Sunday, February 23, 1997 by Dave Winer.

Something new to talk about!

It's on the cover of BusinessWeek, touted as a new technology for delivering news and software.

It's the province of aggressive startups and huge companies, their customers and distributors.

It's about the power to control what's on your screen and hard disk.

I've been confused and fascinated by Push, wondering if there's any news here. A puzzle. I read the press releases, watch the websites, think, and try to understand what's really going on.

Push Permalink to Push

I haven't seen a good definition of push, so I'll give it a try.

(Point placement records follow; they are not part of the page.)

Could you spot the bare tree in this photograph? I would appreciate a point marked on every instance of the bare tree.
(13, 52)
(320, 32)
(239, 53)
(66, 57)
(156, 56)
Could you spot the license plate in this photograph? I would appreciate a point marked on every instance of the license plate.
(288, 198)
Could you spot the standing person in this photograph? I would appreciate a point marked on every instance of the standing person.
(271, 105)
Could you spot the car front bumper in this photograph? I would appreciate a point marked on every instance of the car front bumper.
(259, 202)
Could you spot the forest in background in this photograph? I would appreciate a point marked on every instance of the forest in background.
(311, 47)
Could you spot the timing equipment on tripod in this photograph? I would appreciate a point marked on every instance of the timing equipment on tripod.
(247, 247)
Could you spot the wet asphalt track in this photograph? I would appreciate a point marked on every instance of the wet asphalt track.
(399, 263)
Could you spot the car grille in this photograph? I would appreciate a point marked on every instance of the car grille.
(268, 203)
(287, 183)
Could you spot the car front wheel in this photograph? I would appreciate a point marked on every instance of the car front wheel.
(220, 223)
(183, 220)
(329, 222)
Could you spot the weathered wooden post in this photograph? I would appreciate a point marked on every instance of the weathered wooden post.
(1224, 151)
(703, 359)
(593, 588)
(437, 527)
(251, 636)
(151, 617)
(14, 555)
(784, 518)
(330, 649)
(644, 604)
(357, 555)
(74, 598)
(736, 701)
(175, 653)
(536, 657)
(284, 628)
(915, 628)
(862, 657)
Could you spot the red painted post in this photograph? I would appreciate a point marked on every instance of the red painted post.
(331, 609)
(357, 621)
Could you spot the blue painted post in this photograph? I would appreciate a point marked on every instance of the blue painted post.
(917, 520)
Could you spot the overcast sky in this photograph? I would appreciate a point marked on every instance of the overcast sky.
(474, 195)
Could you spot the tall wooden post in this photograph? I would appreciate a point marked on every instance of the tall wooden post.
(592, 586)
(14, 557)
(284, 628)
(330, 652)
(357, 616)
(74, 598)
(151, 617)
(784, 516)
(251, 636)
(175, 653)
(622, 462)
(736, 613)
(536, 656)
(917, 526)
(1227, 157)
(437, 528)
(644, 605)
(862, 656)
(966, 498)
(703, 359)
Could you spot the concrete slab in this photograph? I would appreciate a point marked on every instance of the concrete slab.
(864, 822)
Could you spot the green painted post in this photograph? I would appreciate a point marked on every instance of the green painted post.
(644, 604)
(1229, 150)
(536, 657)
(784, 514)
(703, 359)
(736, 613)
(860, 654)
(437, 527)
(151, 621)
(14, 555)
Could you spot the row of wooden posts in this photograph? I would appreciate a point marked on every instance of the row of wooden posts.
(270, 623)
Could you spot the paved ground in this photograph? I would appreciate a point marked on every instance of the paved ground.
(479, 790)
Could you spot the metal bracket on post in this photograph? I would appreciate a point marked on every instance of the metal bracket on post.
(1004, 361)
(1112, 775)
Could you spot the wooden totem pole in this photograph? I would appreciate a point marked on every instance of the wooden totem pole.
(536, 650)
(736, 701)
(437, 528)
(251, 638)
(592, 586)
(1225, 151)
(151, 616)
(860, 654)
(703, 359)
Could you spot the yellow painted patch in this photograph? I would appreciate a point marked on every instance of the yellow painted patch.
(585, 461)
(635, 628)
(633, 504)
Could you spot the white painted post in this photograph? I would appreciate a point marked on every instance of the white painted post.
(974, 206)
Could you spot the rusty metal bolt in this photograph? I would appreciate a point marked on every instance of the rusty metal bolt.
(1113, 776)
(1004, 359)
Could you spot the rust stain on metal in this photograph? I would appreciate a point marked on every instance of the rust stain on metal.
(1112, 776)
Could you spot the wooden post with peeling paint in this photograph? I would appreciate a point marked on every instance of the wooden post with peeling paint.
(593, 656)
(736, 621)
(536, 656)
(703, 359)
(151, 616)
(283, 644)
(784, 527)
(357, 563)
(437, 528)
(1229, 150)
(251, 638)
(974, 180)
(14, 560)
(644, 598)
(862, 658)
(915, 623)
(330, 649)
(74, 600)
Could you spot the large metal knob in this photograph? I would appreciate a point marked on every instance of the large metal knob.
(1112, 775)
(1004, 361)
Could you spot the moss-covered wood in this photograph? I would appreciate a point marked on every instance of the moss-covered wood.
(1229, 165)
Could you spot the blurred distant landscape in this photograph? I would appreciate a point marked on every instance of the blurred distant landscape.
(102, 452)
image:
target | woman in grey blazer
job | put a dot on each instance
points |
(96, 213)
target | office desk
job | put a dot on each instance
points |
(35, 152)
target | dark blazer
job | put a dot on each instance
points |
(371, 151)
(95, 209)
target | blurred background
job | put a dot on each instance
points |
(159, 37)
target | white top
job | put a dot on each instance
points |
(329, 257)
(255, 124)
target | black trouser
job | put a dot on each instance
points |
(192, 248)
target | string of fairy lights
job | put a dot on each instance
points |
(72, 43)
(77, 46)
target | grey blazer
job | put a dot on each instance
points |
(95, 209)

Push is the process of systematically distributing artistic expressions, data and logic, using the protocols of the Internet.

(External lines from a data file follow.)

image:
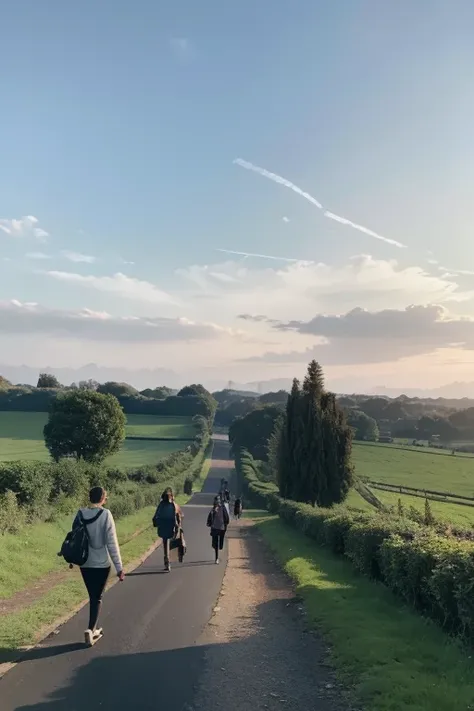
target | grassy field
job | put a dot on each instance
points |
(392, 658)
(21, 437)
(441, 472)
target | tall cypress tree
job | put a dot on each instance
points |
(314, 456)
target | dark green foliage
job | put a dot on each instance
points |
(314, 454)
(431, 572)
(85, 425)
(364, 427)
(48, 380)
(253, 431)
(117, 389)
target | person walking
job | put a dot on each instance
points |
(103, 550)
(238, 507)
(166, 521)
(217, 521)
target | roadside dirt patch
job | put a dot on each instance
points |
(259, 653)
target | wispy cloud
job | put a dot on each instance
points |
(277, 179)
(23, 227)
(119, 284)
(288, 184)
(263, 256)
(77, 257)
(361, 228)
(37, 255)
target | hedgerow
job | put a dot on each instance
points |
(431, 572)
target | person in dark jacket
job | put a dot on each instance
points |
(238, 506)
(166, 521)
(217, 521)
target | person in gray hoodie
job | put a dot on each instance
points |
(103, 550)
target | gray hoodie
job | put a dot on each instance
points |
(103, 543)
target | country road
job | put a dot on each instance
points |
(148, 657)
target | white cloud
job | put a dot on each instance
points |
(37, 255)
(17, 318)
(288, 184)
(362, 336)
(297, 290)
(23, 227)
(119, 284)
(262, 256)
(77, 257)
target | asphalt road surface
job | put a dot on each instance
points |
(148, 657)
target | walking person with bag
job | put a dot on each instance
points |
(92, 544)
(217, 521)
(166, 520)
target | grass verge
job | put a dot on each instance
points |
(390, 656)
(22, 628)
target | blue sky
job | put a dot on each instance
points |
(120, 126)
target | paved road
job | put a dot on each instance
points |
(148, 657)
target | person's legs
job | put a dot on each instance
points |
(95, 580)
(166, 552)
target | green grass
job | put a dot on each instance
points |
(21, 628)
(418, 469)
(392, 658)
(21, 437)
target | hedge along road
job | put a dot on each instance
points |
(148, 657)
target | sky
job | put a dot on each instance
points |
(228, 190)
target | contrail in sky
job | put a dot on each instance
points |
(288, 184)
(277, 179)
(264, 256)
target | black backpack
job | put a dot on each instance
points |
(75, 549)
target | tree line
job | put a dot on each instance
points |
(307, 445)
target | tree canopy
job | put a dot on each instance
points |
(48, 380)
(253, 430)
(85, 425)
(314, 445)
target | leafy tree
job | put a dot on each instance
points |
(4, 383)
(365, 427)
(84, 424)
(278, 398)
(159, 393)
(117, 389)
(315, 447)
(253, 431)
(48, 380)
(200, 392)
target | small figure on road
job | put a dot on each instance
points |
(167, 522)
(103, 546)
(217, 521)
(238, 507)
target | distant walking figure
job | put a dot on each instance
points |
(103, 546)
(167, 523)
(217, 521)
(238, 508)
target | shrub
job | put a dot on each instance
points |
(12, 516)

People are excited because push is like email and email is even bigger and more universal than the web. If push technology can take email-like stuff to a higher level, software growth can happen and much money can be made.

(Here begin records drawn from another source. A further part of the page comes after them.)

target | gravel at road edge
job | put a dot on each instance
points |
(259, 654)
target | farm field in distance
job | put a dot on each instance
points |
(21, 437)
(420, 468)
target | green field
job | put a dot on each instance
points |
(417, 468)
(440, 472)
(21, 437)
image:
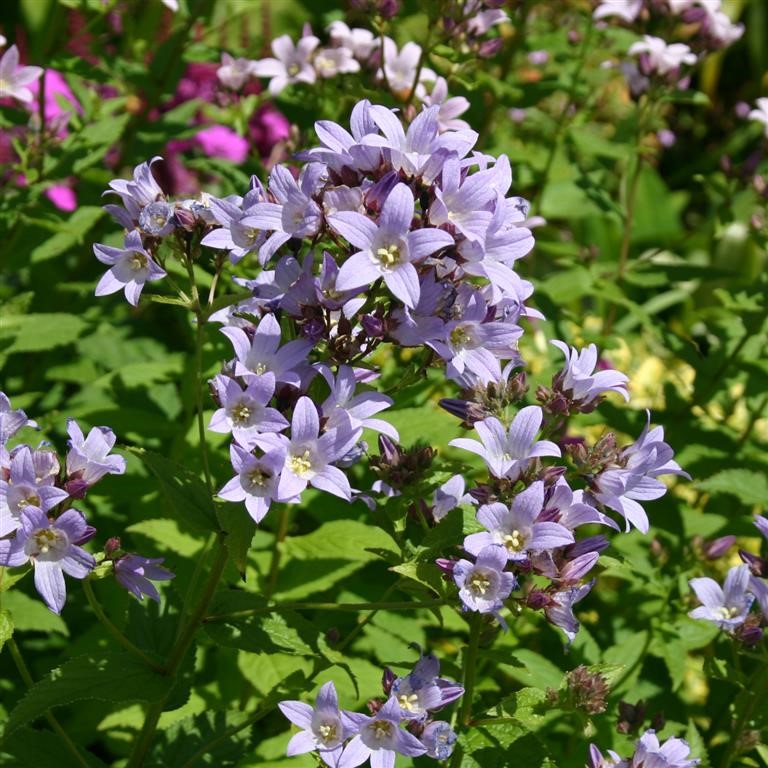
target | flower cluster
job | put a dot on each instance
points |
(39, 526)
(402, 723)
(673, 753)
(419, 238)
(729, 606)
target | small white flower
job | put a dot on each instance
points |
(14, 79)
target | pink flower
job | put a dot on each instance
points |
(218, 141)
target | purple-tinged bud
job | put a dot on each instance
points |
(76, 487)
(489, 48)
(387, 679)
(466, 410)
(88, 534)
(587, 690)
(595, 543)
(758, 566)
(157, 219)
(538, 599)
(390, 452)
(749, 633)
(373, 326)
(313, 329)
(714, 549)
(631, 717)
(353, 455)
(111, 546)
(185, 218)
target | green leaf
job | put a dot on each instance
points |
(186, 494)
(181, 742)
(30, 615)
(239, 527)
(39, 332)
(340, 540)
(70, 233)
(6, 627)
(749, 487)
(107, 677)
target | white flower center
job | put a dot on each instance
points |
(409, 702)
(478, 583)
(300, 465)
(388, 257)
(514, 541)
(137, 261)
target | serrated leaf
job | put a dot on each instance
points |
(186, 494)
(40, 332)
(749, 487)
(181, 742)
(340, 540)
(107, 677)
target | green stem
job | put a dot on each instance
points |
(755, 692)
(562, 117)
(114, 631)
(274, 565)
(401, 605)
(18, 660)
(470, 668)
(176, 656)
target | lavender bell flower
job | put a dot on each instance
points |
(11, 421)
(263, 353)
(579, 380)
(309, 455)
(52, 549)
(728, 606)
(438, 737)
(422, 691)
(515, 529)
(508, 452)
(256, 480)
(643, 462)
(244, 413)
(673, 753)
(485, 585)
(379, 738)
(22, 490)
(130, 268)
(136, 574)
(324, 727)
(15, 79)
(388, 249)
(88, 459)
(560, 611)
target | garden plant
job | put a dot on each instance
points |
(383, 382)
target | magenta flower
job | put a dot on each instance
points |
(130, 268)
(136, 574)
(388, 249)
(51, 547)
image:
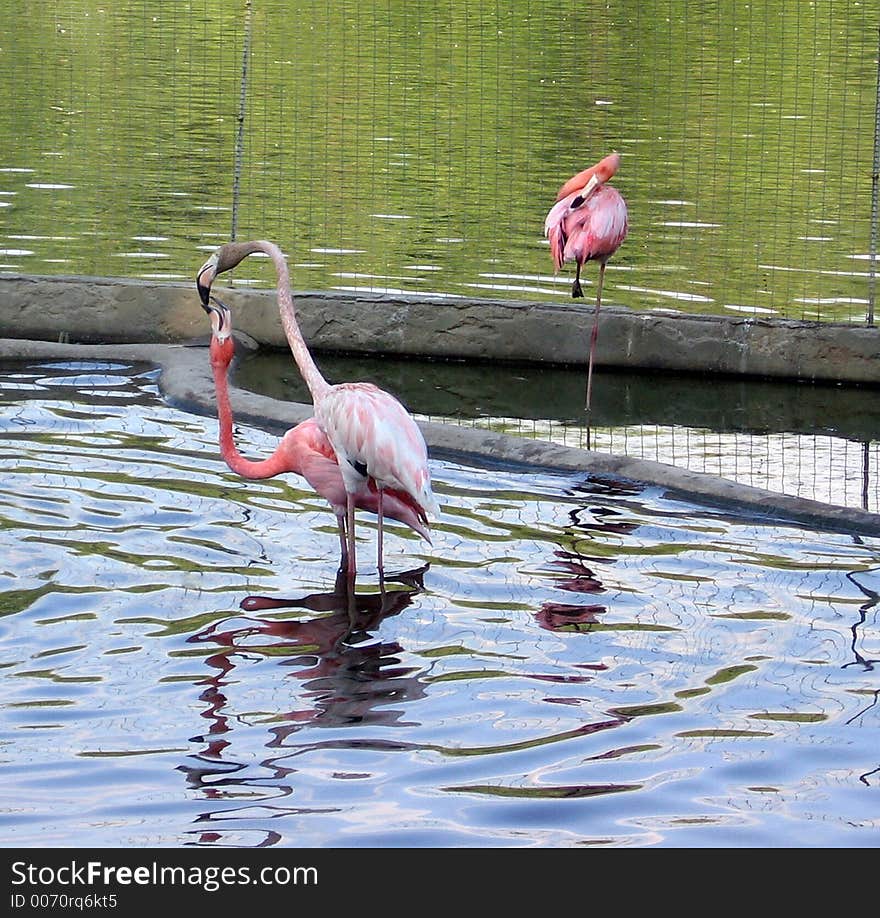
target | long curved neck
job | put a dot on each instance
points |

But push is not really new. I practice push and you do too if you get DaveNet via email. Dave Farber's Important People list is push, as is TidBITs, Craig Newmark, and Digerati.

Every mail list server is a push machine.

Push is about groupware Permalink to Push is about groupware

I belong to fifteen mailing lists. They're unwieldy and inconvenient. But I stay subscribed because they're also a valuble mechanism for connecting net-based communities.

Along with mailing lists come many resources. Searchable archives. Documentation web pages and sites. Servers that distribute upgrades, new parts, and sample scripts.

Mailing lists are worth the trouble, but they could be much better! A user interface could organize all the resources in a single structure of menus and dialogs. With better UIs, mailing lists could spawn working groups, sub-lists with new charters, entities that come and go as problems and issues get dealt with and solved.

A pet peeve of mine, it should be easy to resign from a list with a single menu command, eliminating misdirected "unsubscribe" messages from panic-stricken and/or angry people who urgently want to get off a list. Wouldn't that be a blessing?

Have a great Sunday!

Dave Winer

PS: I started using Netscape 4.0b2 for the Mac yesterday. It uses more RAM. Display of graphics can be quirky. It hasn't crashed yet. Thanks! Same menu sharing bug as 3.0. Even so, I've made it my default browser. Layers look coool, I'm going to try some stuff with them.

PPS: Great massage music -- Peter Gabriel's Passion. Funky salsa! Santana's Moonflower.